By the way - if you do suspect a problem with diet a food journal is a very valuable tool. Write down everything that goes in the mouth, as well any health symptoms experienced. Don’t try to link anything together, just write down facts and observations. 2-4 weeks of this is not unreasonable. You may or may not find a correlation, but it’s far better than trying to pull the information out of memory.

What Broomstick said; those posts were exactly what I’d post. Both as someone with allergies and daily headache.

Chronic daily/frequent headache and migraine are a neurological condition. Consider seeing a pediatric neurologist with some background in that specific issue. Many general neurologists are terrible at treating headache/migraine.

Oh yes, he sees a neuro that specializes in headaches, frequently. So far treatment has consisted of trying different medications with little success. Its more the combination of the headaches and the other symptoms such as GERD, tachycardia, swelling of the lips, and other things that led me to look into this histamine thing. On the surface it really does seem to cover his particular symptoms, but I don’t want to delve too deeply into some bullshit woo if that’s what it is. And that’s what it appears to be. But keeping a food journal does seem to be a good idea.

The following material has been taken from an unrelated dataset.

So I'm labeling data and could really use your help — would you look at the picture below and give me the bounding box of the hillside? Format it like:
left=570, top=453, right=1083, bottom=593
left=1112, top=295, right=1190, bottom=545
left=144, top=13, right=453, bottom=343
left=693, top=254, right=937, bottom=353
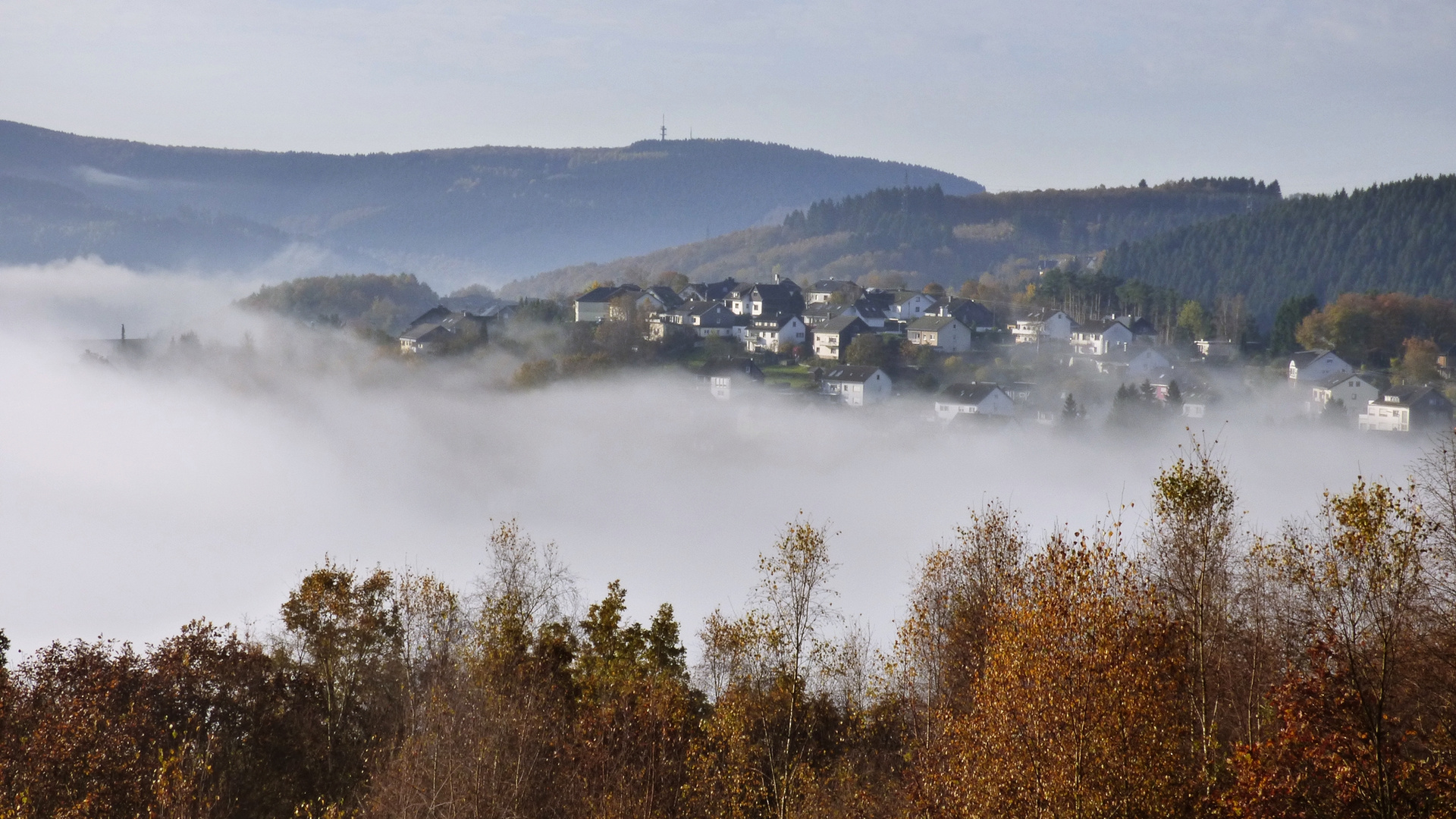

OK, has he seen a genuine allergist? Not just a regular doc who ordered a blood test, but an actual expert in allergies? Any competent one will ask you to keep a food journal, so there’s another reason to do one.

Second, there is a condition called angioedema which can have multiple causes. Yes, allergies is one cause, but there are others, including at least three genetic mutations (which might have arisen spontaneously in your son if neither you nor your spouse have it), drug side effects, and some people just seem to acquire it from unknown cause(s).

I believe in another thread of yours that I read that your sons Autism was related to a rare genetic disorder, as I stated in another thread of yours 25% of cases of Autism are caused by Maternal Auto-antibody related Autism and mothers with autoimmune disorders are more likely to have children with Autism so it makes sense to me that the children would be more likely to have autoimmune disorders and allergies as well.

I posted this in the other thread:

Its not necessarily the case for your son though, I recall you said that you don’t have any autoimmune issues. It might be completely unrelated to the Autism. I believe anyone can spontaneously become allergic to something even if you have been exposed to it multiple times in the past, possibly that is the case?